Liz Mock-Murphy expected a little whining from her Greeley Central High School students as she led them outside. Flakes fell from a sky as gray as the icy snow under their feet. The wind fastened a blade to the temperature of just a few puny degrees.
Mock-Murphy winced herself, and she wore a heavy coat and a fuzzy hat with huge earmuffs, the kind used by those who enjoy ice fishing in the mountains. Even Brian Brinkmeier, field supervisor for Quality Well and Pump, wondered how long he could keep his guys, dressed in beefy coats and hats and gloves, outside. They would need breaks in the truck, he said. The students almost looked naked by comparison.
Then Mock-Murphy and her students saw the yellow well tower just a few yards from the entrance. She was pleasantly surprised by their reaction.
“They thought it was really, really exciting,” she said. “I’m not kidding.”

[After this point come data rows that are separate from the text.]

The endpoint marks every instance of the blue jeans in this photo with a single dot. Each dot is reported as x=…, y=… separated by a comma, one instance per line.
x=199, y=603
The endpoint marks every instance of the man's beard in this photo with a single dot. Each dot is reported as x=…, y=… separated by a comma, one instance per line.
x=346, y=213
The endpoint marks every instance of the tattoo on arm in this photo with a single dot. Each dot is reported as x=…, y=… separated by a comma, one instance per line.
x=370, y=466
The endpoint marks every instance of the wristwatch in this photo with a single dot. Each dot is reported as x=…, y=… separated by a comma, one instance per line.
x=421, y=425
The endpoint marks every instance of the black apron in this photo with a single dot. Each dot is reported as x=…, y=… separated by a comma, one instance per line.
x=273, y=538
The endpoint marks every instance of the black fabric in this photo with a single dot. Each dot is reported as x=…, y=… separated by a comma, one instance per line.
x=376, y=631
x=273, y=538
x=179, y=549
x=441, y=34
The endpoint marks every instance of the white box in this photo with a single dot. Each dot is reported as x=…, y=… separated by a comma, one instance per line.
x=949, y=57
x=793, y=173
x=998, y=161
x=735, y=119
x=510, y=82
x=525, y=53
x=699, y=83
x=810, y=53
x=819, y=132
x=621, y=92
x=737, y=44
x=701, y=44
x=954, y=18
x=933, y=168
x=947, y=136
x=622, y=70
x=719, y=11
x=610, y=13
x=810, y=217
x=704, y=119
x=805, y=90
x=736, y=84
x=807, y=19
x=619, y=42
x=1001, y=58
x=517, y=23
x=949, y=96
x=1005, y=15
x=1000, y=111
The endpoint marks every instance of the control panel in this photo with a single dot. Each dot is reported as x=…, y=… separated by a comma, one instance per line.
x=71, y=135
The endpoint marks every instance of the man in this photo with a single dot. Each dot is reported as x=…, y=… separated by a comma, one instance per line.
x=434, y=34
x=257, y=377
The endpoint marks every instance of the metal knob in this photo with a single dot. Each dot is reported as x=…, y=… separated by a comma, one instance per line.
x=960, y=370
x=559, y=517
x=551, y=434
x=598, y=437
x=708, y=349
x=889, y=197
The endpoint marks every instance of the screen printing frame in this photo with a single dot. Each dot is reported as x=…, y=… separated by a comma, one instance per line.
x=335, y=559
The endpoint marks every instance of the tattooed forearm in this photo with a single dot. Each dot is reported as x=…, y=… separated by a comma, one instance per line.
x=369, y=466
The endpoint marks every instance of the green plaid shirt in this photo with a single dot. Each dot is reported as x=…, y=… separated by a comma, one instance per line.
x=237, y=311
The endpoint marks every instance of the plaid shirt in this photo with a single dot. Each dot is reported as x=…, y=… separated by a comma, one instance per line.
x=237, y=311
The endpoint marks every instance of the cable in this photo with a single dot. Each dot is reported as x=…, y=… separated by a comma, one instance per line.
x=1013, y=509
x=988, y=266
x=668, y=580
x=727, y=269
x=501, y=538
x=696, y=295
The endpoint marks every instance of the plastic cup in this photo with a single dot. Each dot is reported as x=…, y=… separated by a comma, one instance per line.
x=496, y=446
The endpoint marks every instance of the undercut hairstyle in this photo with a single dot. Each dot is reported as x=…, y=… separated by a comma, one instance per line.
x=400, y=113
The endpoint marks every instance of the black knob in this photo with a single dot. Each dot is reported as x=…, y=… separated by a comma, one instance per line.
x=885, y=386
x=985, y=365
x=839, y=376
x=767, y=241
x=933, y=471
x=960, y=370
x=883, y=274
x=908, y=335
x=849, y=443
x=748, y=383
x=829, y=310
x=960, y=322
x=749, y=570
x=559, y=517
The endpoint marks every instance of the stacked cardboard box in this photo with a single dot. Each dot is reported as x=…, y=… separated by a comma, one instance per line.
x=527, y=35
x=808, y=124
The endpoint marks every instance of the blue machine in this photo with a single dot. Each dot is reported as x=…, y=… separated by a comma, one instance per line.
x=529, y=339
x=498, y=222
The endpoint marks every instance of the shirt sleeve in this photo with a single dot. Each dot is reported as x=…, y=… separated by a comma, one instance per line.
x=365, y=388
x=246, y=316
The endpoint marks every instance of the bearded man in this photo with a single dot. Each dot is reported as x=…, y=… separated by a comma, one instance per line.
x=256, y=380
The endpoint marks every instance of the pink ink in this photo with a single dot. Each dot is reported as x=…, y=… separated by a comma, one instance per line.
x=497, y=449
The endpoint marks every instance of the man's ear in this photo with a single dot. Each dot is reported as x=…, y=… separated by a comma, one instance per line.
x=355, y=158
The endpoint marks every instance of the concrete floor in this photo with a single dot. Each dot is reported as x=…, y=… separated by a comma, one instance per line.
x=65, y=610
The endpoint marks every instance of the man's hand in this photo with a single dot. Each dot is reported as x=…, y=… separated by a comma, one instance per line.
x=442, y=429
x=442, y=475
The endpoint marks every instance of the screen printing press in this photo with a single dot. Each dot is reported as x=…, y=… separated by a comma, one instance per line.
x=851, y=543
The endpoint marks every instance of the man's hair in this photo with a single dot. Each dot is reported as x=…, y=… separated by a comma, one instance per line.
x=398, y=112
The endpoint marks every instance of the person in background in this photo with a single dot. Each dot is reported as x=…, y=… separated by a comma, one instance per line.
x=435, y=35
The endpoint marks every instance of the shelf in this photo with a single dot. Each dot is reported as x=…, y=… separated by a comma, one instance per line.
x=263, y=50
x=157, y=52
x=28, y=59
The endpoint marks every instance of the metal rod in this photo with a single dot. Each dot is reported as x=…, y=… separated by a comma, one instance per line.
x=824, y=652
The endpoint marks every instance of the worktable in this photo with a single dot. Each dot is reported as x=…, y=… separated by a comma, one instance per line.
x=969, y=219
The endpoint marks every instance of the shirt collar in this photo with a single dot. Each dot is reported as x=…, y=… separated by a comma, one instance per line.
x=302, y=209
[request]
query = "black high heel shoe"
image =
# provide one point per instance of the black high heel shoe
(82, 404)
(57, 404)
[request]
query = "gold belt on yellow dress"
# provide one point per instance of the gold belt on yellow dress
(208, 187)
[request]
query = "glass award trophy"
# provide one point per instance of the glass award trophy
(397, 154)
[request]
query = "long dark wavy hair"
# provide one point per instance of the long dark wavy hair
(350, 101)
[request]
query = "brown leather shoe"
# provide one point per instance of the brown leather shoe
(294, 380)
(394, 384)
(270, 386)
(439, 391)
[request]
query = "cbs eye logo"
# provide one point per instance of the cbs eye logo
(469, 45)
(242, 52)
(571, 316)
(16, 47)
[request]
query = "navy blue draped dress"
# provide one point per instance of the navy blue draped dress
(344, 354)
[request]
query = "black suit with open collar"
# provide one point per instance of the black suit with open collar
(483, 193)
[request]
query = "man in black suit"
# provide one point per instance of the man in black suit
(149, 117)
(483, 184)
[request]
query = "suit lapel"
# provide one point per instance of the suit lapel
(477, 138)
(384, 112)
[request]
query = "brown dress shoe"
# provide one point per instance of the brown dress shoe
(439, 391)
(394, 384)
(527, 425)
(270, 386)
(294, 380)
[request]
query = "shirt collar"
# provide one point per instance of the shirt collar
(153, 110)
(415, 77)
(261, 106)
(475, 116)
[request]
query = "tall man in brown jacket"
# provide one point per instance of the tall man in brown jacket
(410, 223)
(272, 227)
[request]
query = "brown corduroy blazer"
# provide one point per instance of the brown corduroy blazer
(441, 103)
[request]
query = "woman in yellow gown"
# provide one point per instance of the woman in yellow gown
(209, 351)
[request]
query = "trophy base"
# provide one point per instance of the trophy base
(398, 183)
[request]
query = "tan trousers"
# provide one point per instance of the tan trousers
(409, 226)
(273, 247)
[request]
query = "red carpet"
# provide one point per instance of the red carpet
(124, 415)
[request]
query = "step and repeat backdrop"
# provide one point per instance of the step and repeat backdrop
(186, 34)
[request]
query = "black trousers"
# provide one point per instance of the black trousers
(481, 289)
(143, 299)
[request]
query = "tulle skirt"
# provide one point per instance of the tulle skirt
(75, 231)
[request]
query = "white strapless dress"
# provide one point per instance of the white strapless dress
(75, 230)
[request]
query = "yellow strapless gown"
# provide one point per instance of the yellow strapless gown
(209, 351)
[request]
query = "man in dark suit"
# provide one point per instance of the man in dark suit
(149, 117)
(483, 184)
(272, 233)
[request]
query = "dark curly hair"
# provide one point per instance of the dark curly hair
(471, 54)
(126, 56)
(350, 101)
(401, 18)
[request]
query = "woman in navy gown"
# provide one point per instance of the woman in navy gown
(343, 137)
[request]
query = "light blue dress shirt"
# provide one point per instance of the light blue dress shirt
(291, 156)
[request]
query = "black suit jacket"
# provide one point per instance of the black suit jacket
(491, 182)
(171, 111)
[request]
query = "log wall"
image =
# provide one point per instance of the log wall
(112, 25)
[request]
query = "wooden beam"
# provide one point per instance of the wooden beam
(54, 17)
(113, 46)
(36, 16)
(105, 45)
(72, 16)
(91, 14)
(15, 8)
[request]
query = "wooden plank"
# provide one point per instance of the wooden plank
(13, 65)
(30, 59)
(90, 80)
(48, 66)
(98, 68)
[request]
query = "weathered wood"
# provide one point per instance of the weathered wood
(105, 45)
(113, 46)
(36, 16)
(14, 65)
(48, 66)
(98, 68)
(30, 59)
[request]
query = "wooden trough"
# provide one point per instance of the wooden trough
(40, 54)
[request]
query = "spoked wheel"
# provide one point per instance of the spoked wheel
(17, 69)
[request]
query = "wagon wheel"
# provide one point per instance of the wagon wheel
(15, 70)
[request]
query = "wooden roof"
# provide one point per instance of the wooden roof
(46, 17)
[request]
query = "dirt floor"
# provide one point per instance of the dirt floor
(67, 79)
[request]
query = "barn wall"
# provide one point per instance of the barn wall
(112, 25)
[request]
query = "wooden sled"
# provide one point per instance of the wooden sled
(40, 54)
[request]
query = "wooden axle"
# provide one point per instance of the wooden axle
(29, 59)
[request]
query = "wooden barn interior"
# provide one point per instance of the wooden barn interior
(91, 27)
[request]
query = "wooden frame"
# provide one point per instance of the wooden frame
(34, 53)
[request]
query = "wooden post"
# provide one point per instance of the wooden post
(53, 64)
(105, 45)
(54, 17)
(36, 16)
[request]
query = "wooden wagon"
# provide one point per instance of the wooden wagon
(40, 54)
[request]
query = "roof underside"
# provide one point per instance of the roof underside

Maybe Mock-Murphy’s students were just used to the cold, given the extended snap that’s blanketed Greeley, or maybe they’re AP environmental science students, so getting to see a water well helped them forget the frostbite. Or maybe, just maybe, they’re excited about applying what they’ve learned to the real world.
The well is part of the Well Watch Project, which hopes to help teachers and students understand the importance of our groundwater through monitoring wells drilled on school properties. The project actually began in 1991 when the Central Colorado Water Conservancy District installed the first well at Eaton Elementary School. By 1995, 16 were added from Eaton to Pueblo. But because there was no way to store and analyze data collected by students, the interest dried up.
The water conservancy district partnered with the Poudre Learning Center to revitalize the project in 2010. Now three wells are at the learning center. One was installed at Platteville Middle School in September, and now there’s the one at Greeley Central. The project teaches students how groundwater occurs, how long it takes to replenish and, perhaps most important, how easily it can be contaminated, as students will monitor for nitrates and the acidity of the water, as well as its oxygen content.
“So they’ll just be able to walk outside, open up a well, drop a line and pull water out of the earth,” Mock-Murphy said.
They can then compare those results with the other wells scattered throughout in the program. Remember how there was no way to store the data in the mid-1990s? The Internet solves that problem now.
Mock-Murphy, like most instructors, prefers to teach this way. She could show them a diagram and talk about a well that delivers water to farmland in Weld, and her AP students would probably get it, but it wouldn’t stick beyond a test. Or she can walk them outside, pull up some water and ask them what could happen if she dumped a bunch of chemicals in it.
“Anytime your students can collect real-time data, they internalize the knowledge,” Mock-Murphy said.
She can, in other words, not only test the water, but also explain that the sand they pull up with it is proof of an ocean that once covered the land.
There’s another reason to help students “internalize” information about groundwater, said Chuck Call, a steward for the Poudre Learning Center who helped put the project together. Most adults don’t realize how important it is to keep groundwater clean, he said. Some rural areas, like those in Weld County, use groundwater for drinking. It’s also a backup to the water in our reservoirs and rivers, and if that water is polluted, Call said, what water would we drink?
“We need an informed public,” Call said. “They will be the ones voting on these issues in the future.”
This isn’t just for an exercise or a test, Mock-Murphy said. The data the kids collect will carry over for years. In fact, that data is one of the reasons Quality Well and Pump donated its equipment and manpower to drill the well at Greeley Central. The company wants to know those numbers, too.
The water conservancy district hopes to expand that collection of data to measure what fracking is doing to the groundwater. There’s no current way for the students to measure that under the parameters of the program, but the district hopes to work with organizations soon to find a way.
That’s one goal. There are other, larger goals. They hope for more wells at more schools, and they will re-drill the ones they lost when the program died in the early ’90s. They will host a second-annual class in the spring to teach more instructors about the project. The goal is to make the water wells part of science instruction throughout Weld County. The groundwater already plays a part in students’ lives. Now they want it to be part of their studies.